Market Report: Inflation drop paves way for rate cut
Emma Wall, chief investment strategist, Hargreaves Lansdown: “It’s the print that the Monetary Policy Committee doves have been waiting for – inflation in the UK has come in at 3.2% for November, down from 3.6% the previous month and – crucially – under the 3.4% predicted by the Bank of England. As our Head of Personal Finance Sarah Coles has explained this morning, it’s food prices that helped fuel the fall. After rising the previous month, food inflation fell to 4.2%. She adds: ‘Energy prices also continued to spark lower inflation, as a lower energy price cap rise in October than the year before mean electricity prices are up just 2.8% and gas prices 2.1%. The Budget brought some good news for energy bills, with the removal of charges that are expected to cut the cost by £150 a year from April. Given that otherwise the forecast was for a rise in the price cap in April, this will be a relief for hard-pressed bill payers.’
It means that a rate cut tomorrow is all but guaranteed, though markets should not expect the voting to be unanimous. Today’s inflation data follows Office of National Statistics data that showed wage growth also slowed in the three months to October. A cut to Bank of England base rate of 25 bps to 3.75% is most likely, but there is potential for one or two members to vote to hold given inflation is still above 2% target. This should help indicate where interest rates go in 2026. Our house view is investors and savers should expect two more cuts of 25bps a piece through the year.
The FTSE 100 has reacted well to the news inflation is falling, with broad gains across the piece. Lower interest rates are good news for any corporate with leverage, and has the potential to boost domestic consumption too, which in turn could support corporate revenues. Gilts are also reacting in anticipate of a BoE decision, with yield falling across the curve, most acutely at the short end.
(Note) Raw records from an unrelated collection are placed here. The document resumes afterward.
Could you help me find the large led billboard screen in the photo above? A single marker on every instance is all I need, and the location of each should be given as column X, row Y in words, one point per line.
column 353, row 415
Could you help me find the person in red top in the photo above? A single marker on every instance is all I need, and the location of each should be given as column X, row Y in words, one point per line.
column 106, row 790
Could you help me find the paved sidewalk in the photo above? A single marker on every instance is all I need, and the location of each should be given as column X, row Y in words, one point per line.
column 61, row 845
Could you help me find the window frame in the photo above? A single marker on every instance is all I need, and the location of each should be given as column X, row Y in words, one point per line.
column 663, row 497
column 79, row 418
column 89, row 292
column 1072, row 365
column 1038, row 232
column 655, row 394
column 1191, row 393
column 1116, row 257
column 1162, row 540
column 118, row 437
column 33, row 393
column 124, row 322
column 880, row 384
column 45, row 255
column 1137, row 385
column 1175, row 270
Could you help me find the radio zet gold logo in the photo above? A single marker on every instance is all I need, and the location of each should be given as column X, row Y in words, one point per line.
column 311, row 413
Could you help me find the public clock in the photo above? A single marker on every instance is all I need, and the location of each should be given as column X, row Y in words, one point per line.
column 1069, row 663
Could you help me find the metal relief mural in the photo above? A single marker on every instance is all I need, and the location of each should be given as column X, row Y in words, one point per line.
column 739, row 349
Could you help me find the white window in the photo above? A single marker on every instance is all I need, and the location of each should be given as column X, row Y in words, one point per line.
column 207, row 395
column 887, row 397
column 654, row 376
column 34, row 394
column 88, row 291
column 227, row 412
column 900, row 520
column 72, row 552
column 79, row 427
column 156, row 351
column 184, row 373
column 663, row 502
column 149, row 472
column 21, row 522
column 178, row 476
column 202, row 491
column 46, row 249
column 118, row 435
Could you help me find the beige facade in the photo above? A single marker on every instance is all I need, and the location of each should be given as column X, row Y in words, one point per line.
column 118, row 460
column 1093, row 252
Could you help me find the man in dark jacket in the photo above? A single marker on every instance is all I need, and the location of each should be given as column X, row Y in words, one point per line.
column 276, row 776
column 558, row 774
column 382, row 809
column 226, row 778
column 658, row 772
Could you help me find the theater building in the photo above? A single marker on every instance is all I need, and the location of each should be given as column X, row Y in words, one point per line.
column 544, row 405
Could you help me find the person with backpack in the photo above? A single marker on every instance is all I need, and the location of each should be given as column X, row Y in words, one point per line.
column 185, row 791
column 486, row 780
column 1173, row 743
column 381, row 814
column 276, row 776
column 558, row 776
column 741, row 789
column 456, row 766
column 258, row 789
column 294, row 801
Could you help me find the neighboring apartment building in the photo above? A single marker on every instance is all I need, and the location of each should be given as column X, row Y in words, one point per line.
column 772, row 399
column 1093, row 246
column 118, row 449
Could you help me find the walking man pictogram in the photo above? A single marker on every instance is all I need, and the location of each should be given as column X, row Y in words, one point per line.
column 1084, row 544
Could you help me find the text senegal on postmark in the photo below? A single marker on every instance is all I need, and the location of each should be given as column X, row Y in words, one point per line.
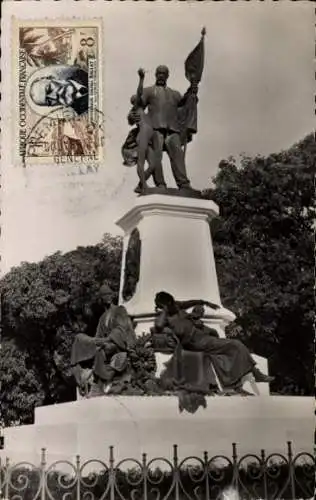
column 58, row 91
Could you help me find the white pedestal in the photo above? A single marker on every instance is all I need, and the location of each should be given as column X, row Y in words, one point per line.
column 176, row 256
column 134, row 425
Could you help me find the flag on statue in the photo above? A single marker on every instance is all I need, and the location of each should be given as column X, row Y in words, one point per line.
column 193, row 66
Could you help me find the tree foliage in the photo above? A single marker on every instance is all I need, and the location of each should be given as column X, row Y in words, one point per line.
column 263, row 243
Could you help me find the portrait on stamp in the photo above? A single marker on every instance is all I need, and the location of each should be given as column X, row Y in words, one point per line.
column 157, row 250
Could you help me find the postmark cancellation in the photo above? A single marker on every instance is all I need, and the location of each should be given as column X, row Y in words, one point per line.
column 57, row 83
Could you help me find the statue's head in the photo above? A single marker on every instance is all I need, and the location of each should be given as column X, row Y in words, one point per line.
column 164, row 300
column 162, row 74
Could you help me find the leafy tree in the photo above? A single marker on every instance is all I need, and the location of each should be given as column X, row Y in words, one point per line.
column 263, row 243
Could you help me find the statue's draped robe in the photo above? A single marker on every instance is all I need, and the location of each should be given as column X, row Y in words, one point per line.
column 230, row 358
column 86, row 351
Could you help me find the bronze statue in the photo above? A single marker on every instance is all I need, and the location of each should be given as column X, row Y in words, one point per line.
column 99, row 361
column 168, row 124
column 230, row 358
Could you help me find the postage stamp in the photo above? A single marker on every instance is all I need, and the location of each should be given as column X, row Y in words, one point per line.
column 57, row 83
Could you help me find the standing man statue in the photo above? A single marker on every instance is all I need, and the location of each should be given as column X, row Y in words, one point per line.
column 172, row 117
column 163, row 105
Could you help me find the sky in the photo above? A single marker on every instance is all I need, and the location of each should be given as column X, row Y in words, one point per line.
column 256, row 96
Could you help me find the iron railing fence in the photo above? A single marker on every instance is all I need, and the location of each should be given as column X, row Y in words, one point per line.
column 263, row 476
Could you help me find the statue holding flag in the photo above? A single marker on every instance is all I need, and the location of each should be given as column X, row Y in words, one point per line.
column 165, row 121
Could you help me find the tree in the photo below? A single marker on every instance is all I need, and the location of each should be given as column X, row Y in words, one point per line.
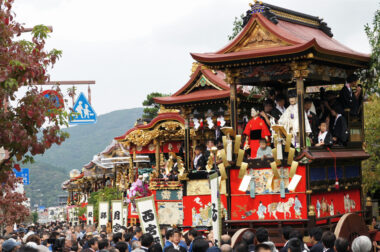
column 371, row 167
column 31, row 124
column 12, row 209
column 150, row 107
column 371, row 80
column 237, row 27
column 370, row 77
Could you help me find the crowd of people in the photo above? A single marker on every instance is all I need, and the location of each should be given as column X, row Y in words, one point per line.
column 62, row 237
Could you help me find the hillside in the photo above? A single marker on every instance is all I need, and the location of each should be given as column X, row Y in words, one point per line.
column 52, row 168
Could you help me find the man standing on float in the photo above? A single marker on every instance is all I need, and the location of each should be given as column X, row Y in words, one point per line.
column 255, row 130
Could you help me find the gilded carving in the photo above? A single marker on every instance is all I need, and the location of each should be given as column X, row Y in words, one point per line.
column 258, row 37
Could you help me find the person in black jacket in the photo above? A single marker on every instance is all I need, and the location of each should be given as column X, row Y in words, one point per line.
column 324, row 138
column 316, row 236
column 312, row 117
column 339, row 128
column 200, row 160
column 328, row 240
column 347, row 97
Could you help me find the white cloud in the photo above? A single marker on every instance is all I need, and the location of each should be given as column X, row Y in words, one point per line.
column 132, row 48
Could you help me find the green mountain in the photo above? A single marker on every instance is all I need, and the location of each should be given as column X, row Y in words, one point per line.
column 52, row 168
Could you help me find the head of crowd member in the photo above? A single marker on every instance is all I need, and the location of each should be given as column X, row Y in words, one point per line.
column 248, row 237
column 135, row 245
column 146, row 241
column 137, row 233
column 200, row 245
column 286, row 232
column 262, row 235
column 163, row 229
column 280, row 100
column 226, row 248
column 122, row 246
column 33, row 238
column 198, row 150
column 241, row 247
column 315, row 235
column 27, row 249
column 169, row 235
column 328, row 240
column 352, row 80
column 361, row 244
column 10, row 245
column 103, row 244
column 295, row 245
column 268, row 106
column 156, row 247
column 225, row 239
column 262, row 247
column 93, row 244
column 192, row 234
column 176, row 236
column 117, row 237
column 307, row 104
column 127, row 237
column 341, row 245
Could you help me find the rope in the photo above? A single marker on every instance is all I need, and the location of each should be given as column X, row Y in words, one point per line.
column 336, row 176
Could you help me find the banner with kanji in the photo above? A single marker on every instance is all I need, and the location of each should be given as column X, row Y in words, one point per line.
column 148, row 217
column 90, row 214
column 117, row 215
column 215, row 208
column 103, row 214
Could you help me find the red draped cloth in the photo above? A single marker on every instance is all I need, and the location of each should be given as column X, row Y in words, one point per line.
column 256, row 129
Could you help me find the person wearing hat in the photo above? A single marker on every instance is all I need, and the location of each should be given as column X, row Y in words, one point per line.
column 10, row 245
column 256, row 129
column 347, row 97
column 289, row 119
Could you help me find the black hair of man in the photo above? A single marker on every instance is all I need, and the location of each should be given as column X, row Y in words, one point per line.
column 352, row 78
column 280, row 97
column 128, row 236
column 262, row 235
column 296, row 234
column 92, row 242
column 27, row 249
column 248, row 237
column 286, row 232
column 169, row 234
column 146, row 240
column 137, row 230
column 193, row 232
column 121, row 246
column 117, row 237
column 241, row 247
column 295, row 245
column 308, row 100
column 200, row 245
column 262, row 247
column 328, row 239
column 316, row 233
column 341, row 245
column 102, row 244
column 156, row 247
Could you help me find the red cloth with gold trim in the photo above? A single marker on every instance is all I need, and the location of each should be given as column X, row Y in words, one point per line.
column 255, row 130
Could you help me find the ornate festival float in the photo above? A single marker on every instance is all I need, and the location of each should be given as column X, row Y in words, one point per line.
column 298, row 166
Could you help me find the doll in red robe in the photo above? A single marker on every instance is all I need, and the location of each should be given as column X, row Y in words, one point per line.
column 255, row 130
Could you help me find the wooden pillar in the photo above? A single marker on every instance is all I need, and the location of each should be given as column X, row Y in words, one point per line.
column 187, row 145
column 157, row 154
column 233, row 105
column 301, row 112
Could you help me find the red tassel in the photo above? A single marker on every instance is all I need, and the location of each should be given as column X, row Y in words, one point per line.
column 89, row 94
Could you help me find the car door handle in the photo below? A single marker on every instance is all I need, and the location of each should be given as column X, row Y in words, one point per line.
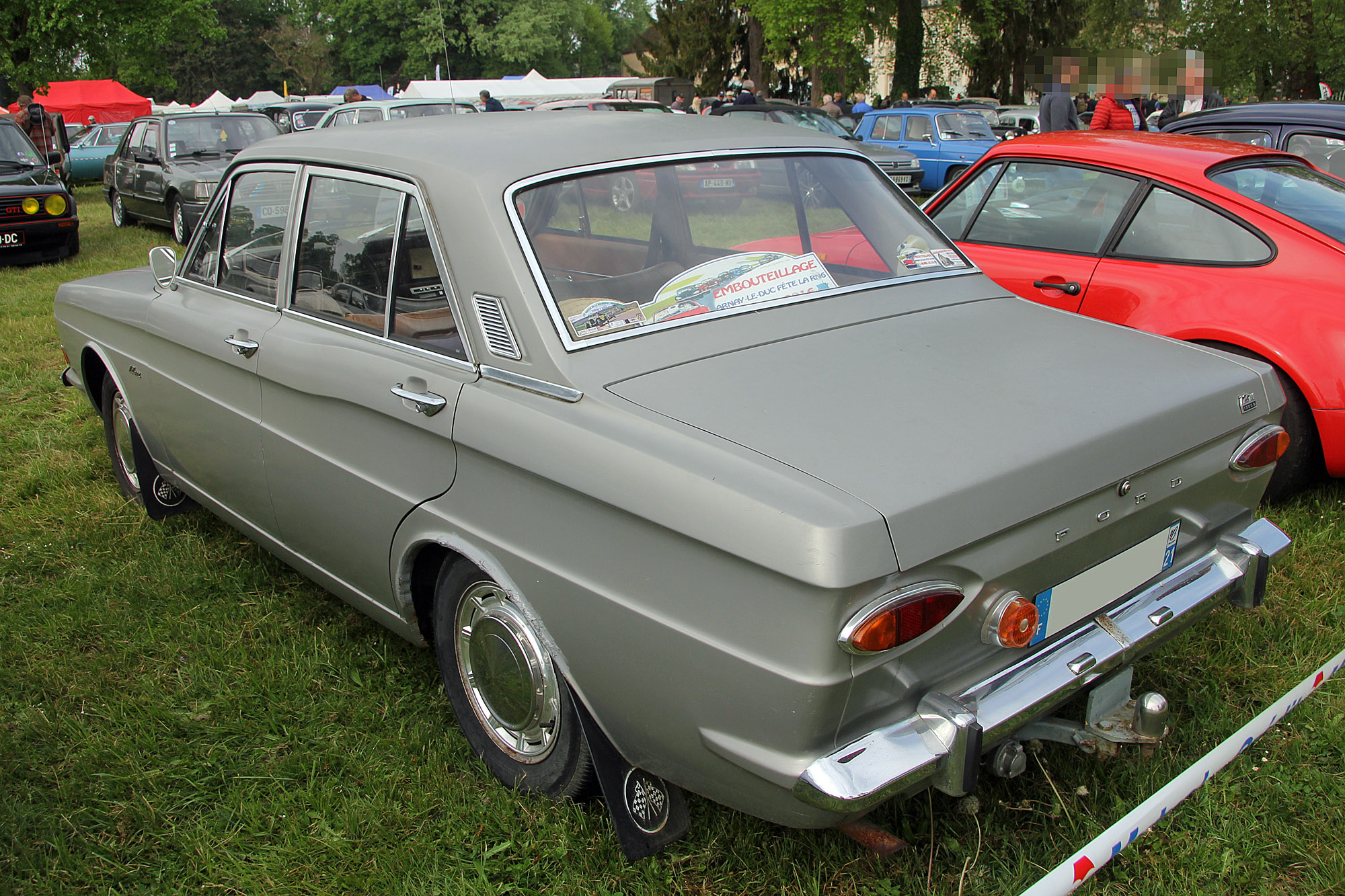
column 427, row 403
column 245, row 348
column 1069, row 288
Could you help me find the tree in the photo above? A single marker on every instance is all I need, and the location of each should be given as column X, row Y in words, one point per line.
column 45, row 41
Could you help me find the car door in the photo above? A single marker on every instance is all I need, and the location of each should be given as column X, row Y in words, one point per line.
column 151, row 175
column 361, row 377
column 1042, row 227
column 205, row 416
column 1176, row 266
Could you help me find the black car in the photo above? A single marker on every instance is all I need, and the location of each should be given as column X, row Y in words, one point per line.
column 38, row 220
column 1312, row 130
column 297, row 116
column 167, row 166
column 903, row 167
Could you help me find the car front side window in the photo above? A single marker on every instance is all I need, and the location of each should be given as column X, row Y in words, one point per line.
column 346, row 251
column 1052, row 206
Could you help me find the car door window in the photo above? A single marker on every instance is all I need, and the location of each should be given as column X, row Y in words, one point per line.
column 1052, row 206
column 345, row 252
column 255, row 233
column 1174, row 228
column 422, row 313
column 954, row 214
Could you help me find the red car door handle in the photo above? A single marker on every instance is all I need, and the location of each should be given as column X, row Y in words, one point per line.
column 1069, row 288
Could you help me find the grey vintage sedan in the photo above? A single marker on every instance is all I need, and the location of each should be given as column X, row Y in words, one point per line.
column 782, row 503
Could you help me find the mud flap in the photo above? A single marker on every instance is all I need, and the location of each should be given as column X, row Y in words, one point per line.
column 648, row 811
column 162, row 498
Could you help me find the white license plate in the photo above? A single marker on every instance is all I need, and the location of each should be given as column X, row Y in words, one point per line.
column 1090, row 591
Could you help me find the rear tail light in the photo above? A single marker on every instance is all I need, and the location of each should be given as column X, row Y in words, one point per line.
column 900, row 616
column 1012, row 622
column 1262, row 448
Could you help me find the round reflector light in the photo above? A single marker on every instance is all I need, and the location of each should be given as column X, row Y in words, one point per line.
column 1262, row 448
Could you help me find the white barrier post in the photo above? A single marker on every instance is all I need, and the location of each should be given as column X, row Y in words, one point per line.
column 1066, row 876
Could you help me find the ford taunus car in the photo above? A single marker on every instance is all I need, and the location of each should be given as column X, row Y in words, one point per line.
column 835, row 534
column 38, row 220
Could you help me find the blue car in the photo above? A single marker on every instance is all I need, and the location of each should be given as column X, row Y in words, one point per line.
column 91, row 149
column 945, row 139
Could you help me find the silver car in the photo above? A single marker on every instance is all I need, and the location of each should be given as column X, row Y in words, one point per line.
column 785, row 505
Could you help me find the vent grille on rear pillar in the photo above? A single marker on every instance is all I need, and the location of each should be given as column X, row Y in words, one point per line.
column 500, row 335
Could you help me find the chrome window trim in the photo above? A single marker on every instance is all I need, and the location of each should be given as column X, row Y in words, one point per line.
column 532, row 384
column 562, row 174
column 221, row 198
column 446, row 272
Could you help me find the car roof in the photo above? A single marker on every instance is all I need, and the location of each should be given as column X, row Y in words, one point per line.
column 494, row 151
column 1171, row 155
column 1286, row 112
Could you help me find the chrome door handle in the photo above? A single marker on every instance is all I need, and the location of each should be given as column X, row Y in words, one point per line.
column 1069, row 288
column 427, row 403
column 245, row 348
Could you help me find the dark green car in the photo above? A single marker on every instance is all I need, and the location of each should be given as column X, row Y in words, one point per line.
column 167, row 166
column 38, row 218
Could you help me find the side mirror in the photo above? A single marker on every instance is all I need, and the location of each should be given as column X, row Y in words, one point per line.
column 163, row 263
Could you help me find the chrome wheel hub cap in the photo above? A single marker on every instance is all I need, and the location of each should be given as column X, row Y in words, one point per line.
column 508, row 674
column 122, row 434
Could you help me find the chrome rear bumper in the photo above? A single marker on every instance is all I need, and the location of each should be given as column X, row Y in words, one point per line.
column 941, row 743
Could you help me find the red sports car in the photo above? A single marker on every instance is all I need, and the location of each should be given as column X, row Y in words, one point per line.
column 1215, row 243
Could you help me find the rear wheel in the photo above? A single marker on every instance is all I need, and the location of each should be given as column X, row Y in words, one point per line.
column 118, row 428
column 513, row 706
column 1304, row 463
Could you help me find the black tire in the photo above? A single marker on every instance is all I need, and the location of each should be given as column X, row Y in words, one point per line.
column 1304, row 463
column 120, row 217
column 178, row 221
column 116, row 425
column 512, row 704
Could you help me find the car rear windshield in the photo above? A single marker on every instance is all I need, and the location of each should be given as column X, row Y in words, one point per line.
column 627, row 251
column 1305, row 196
column 964, row 126
column 217, row 135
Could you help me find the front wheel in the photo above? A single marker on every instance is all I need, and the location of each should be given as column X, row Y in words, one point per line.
column 118, row 428
column 180, row 222
column 512, row 704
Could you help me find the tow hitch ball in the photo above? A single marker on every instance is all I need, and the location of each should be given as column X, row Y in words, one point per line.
column 1112, row 719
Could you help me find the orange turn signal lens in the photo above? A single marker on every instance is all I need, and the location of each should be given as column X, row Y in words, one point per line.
column 1012, row 622
column 900, row 618
column 1262, row 448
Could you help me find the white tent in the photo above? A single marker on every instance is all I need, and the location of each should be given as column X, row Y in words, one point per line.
column 533, row 87
column 217, row 103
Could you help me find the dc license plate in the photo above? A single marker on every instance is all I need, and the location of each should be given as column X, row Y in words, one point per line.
column 1065, row 604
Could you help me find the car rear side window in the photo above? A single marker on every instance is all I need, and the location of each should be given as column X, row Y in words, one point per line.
column 346, row 252
column 422, row 313
column 1174, row 228
column 1052, row 206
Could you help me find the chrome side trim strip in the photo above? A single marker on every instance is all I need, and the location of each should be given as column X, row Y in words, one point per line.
column 531, row 384
column 896, row 758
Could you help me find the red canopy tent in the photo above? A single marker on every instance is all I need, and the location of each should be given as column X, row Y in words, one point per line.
column 107, row 101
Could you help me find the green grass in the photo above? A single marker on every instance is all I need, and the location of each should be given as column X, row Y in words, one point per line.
column 181, row 713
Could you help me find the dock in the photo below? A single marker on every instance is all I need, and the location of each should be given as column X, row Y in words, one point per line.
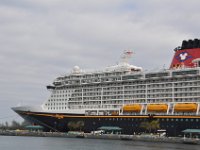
column 150, row 138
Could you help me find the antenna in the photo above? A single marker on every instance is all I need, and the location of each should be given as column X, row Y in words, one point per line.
column 126, row 56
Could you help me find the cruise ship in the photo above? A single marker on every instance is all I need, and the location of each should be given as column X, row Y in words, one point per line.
column 125, row 96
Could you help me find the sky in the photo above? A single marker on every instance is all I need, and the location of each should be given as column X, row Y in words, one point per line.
column 43, row 39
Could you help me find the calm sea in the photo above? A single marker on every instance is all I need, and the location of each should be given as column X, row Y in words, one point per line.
column 52, row 143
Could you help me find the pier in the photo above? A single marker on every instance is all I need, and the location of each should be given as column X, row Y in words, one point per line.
column 144, row 138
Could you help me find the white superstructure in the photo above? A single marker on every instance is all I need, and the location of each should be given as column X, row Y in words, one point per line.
column 108, row 92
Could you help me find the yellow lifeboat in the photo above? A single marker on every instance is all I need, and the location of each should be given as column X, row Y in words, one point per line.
column 132, row 108
column 185, row 107
column 157, row 107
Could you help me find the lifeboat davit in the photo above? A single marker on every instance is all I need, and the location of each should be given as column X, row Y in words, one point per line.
column 185, row 107
column 157, row 107
column 132, row 108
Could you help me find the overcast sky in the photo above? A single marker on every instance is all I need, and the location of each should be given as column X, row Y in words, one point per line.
column 42, row 39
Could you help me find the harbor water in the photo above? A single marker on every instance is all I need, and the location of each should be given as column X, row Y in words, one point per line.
column 56, row 143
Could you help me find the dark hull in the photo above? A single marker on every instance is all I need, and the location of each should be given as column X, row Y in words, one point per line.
column 129, row 124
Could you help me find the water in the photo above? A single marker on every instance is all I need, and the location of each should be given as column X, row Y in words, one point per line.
column 53, row 143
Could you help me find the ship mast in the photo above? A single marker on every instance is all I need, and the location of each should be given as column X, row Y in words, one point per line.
column 127, row 55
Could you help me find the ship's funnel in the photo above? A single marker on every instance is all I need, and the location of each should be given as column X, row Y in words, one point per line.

Across the Pond, US markets had a lacklustre day, reacting to economic data – drip fed on a lag from the shutdown. Yesterday’s payroll and unemployment data for October painted a mixed picture, with tech stocks one of the few sectors to rally. In stock specific news, the Paramount-Netflix-Warner Brothers love triangle took another plot twist, with reports that Jared Kushner, son in law of US President Donald Trump would no longer be backing the Paramount bid. Warner Bros is expected to officially reject the Paramount bid today, giving more detail to their decision – which is expected to be routed in concerns about the financial viability of the acquisition. Netflix has been the preferred partner of Warner Bros for some months, though any deal is expected to attract scrutiny from global competition regulators.”
Aarin Chiekrie, equity analyst, Hargreaves Lansdown: “Bunzl confirmed it’s on track to hit full-year guidance this morning, with the distributor of packaging and cleaning supplies expecting to deliver broadly flat underlying revenue growth. However, weak guidance for 2026 saw the shares fall by around 6% this morning. This comes as macroeconomic uncertainty is expected to continue into the new year, allowing the group to only squeeze out “modest” revenue growth, while operating margins are expected to decline slightly – with both metrics below market expectations.”